Por Guillermo Piro |
Se trata de una idea de autoafirmación personal el hecho de
que conciba al libro como cualquier otro objeto, es decir, un arma. Un arma de
esas que ni siquiera hace falta desenfundar para obtener lo que no quiere:
todos saben que existe.
Ando de paseo por la Ciudad de México, mirando. Aquí no hay
nada de pequeñas dimensiones: todo es monstruosamente barroco, inmenso e
irreal.
Las librerías, donde hasta ahora sólo encontré una preciosa edición
conmemorativa del Faraneuf de Salvador Elizondo, son inmensas y están repletas
de gente y de traducciones españolas, lo que equivale a decir que son inmensas
y están vacías. Aquí, a juzgar por los carteles publicitarios que tapizan las
librerías, también creen que los libros hacen a la gente más buenas y mejores. Me
refiero a esas campañas de marketing con las que las organizaciones de fomento
del libro, los editores y los libreros creen, con argumentos y sentencias que
podían tener algún sentido en el siglo XIX, que invitan y promueven la lectura.
Pero vayamos por partes. Ya Matthew Arnold aseguraba en 1850 que la lectura de
libros hacía a la gente más buena, más tolerante, más justa y más equilibrada.
Cosa que ya era una estupidez entonces, pero no era tan fácilmente comprobable.
La Segunda Guerra Mundial sirvió para muchas cosas, entre ellas para saber que
los hombres que administraban por la tarde los campos de concentración, por la
mañana leían a Cervantes, y lo leían bien, y cuando a la noche volvían a sus
casas y se sumergían en Shakespeare, nadaban muy bien.
No, señores, leer libros no hace a la gente mejor. Leer
libros es una ocupación como cualquier otra, y dentro de esa ocupación hay que
saber diferenciar la basura del resto. Los libros son una entelequia tan
amplía, tan imprecisa e inasible como decir las nubes o los hombres. Si leer
libros de mierda no hace a la gente más estúpida, nada puede hacernos creer que
leer las obras magnas de la literatura universal puede hacer a la gente más
inteligente. Hay libros malos, del mismo modo que hay malos jugadores de
fútbol. Y nadie puede juzgarme como intolerante o poco justo si prefiero tener
en mi equipo a alguien que sabe jugar.

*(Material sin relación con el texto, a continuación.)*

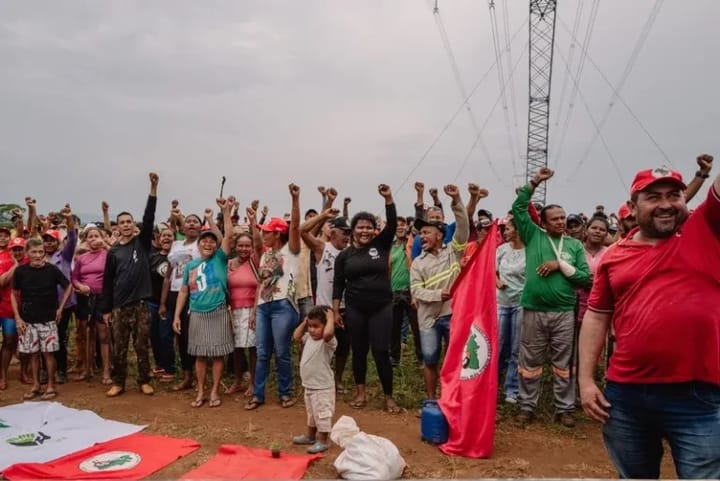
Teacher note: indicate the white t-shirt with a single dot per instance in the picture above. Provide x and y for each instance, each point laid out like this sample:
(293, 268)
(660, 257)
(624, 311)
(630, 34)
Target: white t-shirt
(278, 274)
(180, 254)
(325, 275)
(315, 369)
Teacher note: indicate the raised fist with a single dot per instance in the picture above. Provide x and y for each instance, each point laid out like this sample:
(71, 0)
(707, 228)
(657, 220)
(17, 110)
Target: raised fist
(705, 163)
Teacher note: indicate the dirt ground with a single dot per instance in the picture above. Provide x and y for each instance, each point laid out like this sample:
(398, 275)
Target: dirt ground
(540, 450)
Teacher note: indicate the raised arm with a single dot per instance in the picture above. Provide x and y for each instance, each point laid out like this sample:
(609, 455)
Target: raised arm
(251, 214)
(526, 227)
(704, 162)
(316, 245)
(106, 216)
(227, 226)
(294, 234)
(149, 214)
(387, 235)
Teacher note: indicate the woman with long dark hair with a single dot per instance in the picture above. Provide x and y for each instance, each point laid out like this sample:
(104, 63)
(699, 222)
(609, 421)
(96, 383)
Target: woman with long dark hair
(362, 277)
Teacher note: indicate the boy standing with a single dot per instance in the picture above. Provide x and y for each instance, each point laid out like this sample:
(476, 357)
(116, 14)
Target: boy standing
(35, 305)
(319, 345)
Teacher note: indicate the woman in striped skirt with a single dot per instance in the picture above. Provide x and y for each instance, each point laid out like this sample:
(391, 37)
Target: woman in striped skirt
(210, 336)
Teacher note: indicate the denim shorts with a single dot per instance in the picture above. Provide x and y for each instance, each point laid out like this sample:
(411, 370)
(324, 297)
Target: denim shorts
(431, 340)
(8, 326)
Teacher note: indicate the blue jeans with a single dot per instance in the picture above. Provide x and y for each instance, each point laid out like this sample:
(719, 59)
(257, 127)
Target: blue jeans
(431, 340)
(162, 339)
(509, 322)
(274, 324)
(641, 415)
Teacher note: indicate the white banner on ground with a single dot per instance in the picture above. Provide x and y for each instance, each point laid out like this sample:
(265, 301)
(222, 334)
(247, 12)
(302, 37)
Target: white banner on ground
(37, 432)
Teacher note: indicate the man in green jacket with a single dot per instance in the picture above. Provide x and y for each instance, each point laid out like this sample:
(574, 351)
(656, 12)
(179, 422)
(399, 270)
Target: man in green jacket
(555, 268)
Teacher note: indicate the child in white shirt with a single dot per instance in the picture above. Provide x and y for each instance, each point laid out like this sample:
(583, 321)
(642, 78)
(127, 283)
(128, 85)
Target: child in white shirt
(317, 376)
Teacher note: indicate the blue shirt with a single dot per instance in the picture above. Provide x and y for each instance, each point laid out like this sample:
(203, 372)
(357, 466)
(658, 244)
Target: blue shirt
(207, 282)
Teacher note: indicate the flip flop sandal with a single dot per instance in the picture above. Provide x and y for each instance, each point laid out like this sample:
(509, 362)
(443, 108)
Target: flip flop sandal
(47, 395)
(358, 404)
(32, 394)
(232, 389)
(253, 404)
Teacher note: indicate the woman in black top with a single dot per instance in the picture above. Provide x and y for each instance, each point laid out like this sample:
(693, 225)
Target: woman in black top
(362, 276)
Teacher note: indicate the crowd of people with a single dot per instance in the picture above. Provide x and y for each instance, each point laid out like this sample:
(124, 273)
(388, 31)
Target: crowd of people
(211, 288)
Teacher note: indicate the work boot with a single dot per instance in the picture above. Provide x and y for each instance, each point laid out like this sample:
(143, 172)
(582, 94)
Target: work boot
(525, 417)
(566, 419)
(115, 391)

Las campañas de fomento a la lectura
dicen, palabras más, palabras menos, que todos los libros son iguales, que lo
que importa es competir, cosa que todos sabemos que es mentira.
De modo que quien ama los libros, los compra o los roba y
los lee no es mejor que quien ama los zapatos, los compra o los roba y los usa.
Esas campañas de fomento a la lectura no hacen otra cosa que alejar a los verdaderos
lectores de la lectura, que ante semejantes manifestaciones de ignorancia e
hipocresía podrían, como en mi caso, asquearse y salir y dirigirse raudo a una
buena zapatería.
Se me dirá que me estoy perdiendo de algo, pero quien diga
eso no habrá visto los zapatos que compré o me robé.